Tout citoyen auquel on refuse ce droit fondamental d’avoir des actes délivrés par son pays pour lui
reconnaitre son appartenance, ne peut croire à une promesse quelconque d’amélioration de sa
situation par les autorités de son pays.

La résolution de ce problème qui se trouve être parmi les problèmes fondamentaux de notre pays,
redonnerait espoir à bon nombre de nos concitoyens et renforcerait votre crédibilité quant à la tenue
des promesses faites notamment lors de la campagne électorale.

Si vous tenez vos promesses (1) le peuple vous servira, in cha’Allah, de rempart contre vos adversaires,
voire vos ennemis.

De plus, non seulement par les fruits de votre travail, de vos responsabilités, vous vivrez décemment,
in cha’Allah ; mais vous vous préparez aussi, avec le concourt du peuple, « une rente perpétuelle » (2)
qui vous servira et vous aidera à ne pas faire partie des « ruinés »(3) quand vous ne serez plus de ce
monde, in cha’Allah. Ce qui n’est pas sans importance.

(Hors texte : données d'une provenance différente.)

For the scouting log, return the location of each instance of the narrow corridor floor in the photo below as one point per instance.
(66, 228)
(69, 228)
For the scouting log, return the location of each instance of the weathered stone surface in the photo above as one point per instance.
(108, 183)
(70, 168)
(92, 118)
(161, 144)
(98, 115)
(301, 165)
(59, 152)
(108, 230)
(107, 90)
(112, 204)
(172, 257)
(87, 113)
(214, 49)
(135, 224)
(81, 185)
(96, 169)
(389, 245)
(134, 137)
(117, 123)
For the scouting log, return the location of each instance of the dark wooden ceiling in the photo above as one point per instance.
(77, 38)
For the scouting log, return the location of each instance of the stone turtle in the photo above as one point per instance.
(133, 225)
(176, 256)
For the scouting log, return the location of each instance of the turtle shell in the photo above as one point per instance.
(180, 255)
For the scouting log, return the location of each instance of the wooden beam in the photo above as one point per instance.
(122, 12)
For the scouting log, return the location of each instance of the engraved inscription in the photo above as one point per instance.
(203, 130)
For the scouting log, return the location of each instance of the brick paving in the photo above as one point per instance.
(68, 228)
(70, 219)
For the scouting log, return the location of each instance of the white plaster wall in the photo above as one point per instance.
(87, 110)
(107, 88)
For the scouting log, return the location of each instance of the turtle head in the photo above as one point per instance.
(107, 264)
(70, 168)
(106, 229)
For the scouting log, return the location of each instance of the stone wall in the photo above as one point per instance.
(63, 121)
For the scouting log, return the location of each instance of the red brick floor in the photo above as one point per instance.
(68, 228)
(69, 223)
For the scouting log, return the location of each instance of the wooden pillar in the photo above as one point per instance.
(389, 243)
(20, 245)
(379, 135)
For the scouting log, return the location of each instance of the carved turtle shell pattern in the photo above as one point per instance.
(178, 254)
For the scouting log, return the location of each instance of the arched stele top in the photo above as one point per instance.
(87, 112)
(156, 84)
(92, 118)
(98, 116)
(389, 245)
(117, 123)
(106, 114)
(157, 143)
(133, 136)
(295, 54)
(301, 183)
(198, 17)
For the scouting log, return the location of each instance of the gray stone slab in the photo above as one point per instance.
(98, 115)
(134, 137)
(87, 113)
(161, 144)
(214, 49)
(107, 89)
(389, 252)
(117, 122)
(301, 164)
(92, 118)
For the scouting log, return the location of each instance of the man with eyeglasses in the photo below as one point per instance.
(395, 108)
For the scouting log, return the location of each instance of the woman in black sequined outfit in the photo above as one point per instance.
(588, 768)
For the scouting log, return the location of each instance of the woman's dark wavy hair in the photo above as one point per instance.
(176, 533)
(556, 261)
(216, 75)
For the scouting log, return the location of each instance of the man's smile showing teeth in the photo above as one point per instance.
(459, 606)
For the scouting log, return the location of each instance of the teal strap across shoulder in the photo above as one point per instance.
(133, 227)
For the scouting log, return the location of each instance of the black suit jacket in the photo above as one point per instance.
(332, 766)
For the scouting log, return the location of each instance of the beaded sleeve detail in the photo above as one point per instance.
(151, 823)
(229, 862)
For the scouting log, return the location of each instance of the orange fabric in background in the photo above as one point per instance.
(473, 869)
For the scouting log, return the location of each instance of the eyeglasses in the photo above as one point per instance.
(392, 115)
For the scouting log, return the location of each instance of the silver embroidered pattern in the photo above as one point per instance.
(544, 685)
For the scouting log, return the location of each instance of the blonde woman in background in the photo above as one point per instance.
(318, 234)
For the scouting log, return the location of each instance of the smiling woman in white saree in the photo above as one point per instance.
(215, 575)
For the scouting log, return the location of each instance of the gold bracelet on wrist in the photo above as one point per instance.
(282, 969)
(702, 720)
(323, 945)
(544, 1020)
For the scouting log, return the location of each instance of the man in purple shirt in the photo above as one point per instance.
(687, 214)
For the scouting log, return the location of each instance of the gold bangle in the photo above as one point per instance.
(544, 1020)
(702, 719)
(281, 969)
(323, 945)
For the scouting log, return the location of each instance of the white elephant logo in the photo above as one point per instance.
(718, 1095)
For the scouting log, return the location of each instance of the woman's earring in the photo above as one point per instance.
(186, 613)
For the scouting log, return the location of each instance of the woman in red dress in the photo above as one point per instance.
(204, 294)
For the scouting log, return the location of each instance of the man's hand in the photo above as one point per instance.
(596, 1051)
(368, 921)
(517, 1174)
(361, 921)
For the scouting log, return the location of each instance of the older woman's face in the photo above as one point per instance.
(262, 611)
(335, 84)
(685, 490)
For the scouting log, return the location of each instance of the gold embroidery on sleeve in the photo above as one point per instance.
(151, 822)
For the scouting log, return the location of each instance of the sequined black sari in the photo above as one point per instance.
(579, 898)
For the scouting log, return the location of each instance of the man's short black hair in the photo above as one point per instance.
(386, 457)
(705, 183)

Plus de frontières, plus de contradictions entre vos intérêts personnels et ceux du peuple. C’est aussi
vu sous cet angle, que la vertu est efficace, y compris en politique.

Certes Il y a bien d’autres chantiers importants pour lesquels il faudra des avancées significatives, des
chantiers tel que l’Education, le « vivre ensemble », la lutte contre les inégalités, contre les
conséquences des tares et passifs sociaux et humanitaires, le développement économique, la
décentralisation, la lutte contre la corruption et la gabegie.

Cependant tous ces chantiers sont intimement liés à celui de la Justice. Raison pour laquelle nous
commençons par ce sujet.

Bien sincèrement,

 

 

T.O.B.

 

(1) « Ô vous qui avez cru ! Pourquoi dites-vous ce que vous ne faites pas ? C’est une grande abomination
auprès d’Allah que de dire ce que vous ne faites pas. » [Sourate As-Saff : 2-3].
(2) Une rente perpétuelle : Une sadaqha djâriyah, une aumône perpétuelle.
(3) L’homme ruiné : Al moufliss, selon la définition qui en est donnée dans le célèbre Hadith prophétique.